I heard of Mrs. Maynard's being here, and I thought I should find him, too. I came over yesterday to get him to go into the woods with us."

Grace decided that this was mere effrontery. "It is a pity that he is not here," she said; and though it ought to have been possible for her to go on and rebuke the young fellow for bestowing upon Mrs. Maynard the comradeship intended for her husband, it was not so. She could only look severely at him, and trust that he might conceive the intention which she could not express. She rebelled against the convention and against her own weakness, which would not let her boldly interfere in what she believed a wrong; she had defied society, in the mass, but here, with this man, whom as an atom of the mass she would have despised, she was powerless.

"Have you ever seen him?" Libby asked, perhaps clinging to Maynard because he was a topic of conversation in default of which there might be nothing to say.

"No," answered Grace.

"He 's funny. He's got lots of that Western humor, and he tells a story better than any man I ever saw. There was one story of his"--"I have no sense of humor," interrupted Grace impatiently. "Mr. Libby," she broke out, "I 'm sorry that you've asked Mrs. Maynard to take a sail with you. The sea air"--she reddened with the shame of not being able to proceed without this wretched subterfuge--"won't do her any good."

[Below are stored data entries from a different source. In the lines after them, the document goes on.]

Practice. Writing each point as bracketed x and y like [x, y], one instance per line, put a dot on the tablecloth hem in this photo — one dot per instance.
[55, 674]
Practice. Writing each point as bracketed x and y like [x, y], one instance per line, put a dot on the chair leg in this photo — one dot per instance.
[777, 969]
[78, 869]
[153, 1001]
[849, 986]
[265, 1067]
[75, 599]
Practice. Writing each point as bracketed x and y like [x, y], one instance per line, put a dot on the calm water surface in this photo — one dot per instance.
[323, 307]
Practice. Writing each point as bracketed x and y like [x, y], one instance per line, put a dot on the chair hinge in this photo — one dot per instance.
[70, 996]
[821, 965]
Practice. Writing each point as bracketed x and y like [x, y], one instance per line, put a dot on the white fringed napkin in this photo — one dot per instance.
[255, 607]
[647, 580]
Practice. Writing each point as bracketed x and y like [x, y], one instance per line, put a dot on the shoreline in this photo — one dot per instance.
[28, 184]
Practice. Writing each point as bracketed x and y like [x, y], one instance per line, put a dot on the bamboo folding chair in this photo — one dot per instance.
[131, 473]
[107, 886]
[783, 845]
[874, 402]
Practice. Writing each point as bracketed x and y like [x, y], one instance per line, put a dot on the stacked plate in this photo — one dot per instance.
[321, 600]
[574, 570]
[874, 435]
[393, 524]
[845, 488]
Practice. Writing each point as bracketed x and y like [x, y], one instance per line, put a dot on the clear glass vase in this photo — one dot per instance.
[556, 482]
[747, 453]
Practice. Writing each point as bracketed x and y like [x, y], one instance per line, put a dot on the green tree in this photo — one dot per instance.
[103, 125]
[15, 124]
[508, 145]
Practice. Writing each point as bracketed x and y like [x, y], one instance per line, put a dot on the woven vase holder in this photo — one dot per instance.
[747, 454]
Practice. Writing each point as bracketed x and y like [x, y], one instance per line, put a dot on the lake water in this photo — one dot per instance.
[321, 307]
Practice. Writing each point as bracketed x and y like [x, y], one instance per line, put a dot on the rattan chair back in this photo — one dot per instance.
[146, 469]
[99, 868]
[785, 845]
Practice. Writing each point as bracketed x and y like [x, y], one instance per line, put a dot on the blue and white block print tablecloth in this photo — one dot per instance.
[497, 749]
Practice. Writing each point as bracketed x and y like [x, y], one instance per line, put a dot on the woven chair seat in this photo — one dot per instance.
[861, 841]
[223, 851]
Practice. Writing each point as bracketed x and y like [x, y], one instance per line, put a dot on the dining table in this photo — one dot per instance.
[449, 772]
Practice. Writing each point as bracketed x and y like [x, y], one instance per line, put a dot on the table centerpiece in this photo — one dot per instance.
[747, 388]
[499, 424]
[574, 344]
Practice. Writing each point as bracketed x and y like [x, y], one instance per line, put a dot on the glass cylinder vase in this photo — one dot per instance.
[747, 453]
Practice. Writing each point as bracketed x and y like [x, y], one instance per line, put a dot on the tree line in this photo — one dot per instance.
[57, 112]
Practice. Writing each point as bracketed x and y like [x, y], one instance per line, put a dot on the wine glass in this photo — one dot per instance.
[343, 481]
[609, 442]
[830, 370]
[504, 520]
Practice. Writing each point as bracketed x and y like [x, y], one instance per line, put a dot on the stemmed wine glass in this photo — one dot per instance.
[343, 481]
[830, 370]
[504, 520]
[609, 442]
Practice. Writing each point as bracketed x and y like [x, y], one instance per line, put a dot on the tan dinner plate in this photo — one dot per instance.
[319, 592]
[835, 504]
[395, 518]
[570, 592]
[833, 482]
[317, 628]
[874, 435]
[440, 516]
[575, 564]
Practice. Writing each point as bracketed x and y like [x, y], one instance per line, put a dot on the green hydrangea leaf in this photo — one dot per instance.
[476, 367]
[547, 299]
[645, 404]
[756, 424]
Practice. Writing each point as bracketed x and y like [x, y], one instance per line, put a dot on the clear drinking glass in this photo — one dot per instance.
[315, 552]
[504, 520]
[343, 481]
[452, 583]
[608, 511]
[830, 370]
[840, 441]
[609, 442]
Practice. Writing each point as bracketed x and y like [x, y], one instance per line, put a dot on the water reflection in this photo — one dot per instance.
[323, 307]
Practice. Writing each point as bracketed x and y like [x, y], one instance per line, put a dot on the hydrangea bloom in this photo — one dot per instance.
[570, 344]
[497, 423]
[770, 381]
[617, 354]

"Then," said the young man, "you must n't let her go."

"I don't choose to forbid her," Grace began.

"I beg your pardon," he broke in. "I'll be back in a moment."

He turned, and ran to the edge of the cliff, over which he vanished, and he did not reappear till Mrs. Maynard had rejoined Grace on the piazza.

"I hope you won't mind its being a little rough, Mrs. Maynard," he said, breathing quickly. "Adams thinks we're going to have it pretty fresh before we get back."

"Indeed, I don't want to go, then!" cried Mrs. Maynard, in petulant disappointment, letting her wraps fall upon a chair.

Mr. Libby looked at Grace, who haughtily rejected a part in the conspiracy. "I wish you to go, Louise," she declared indignantly.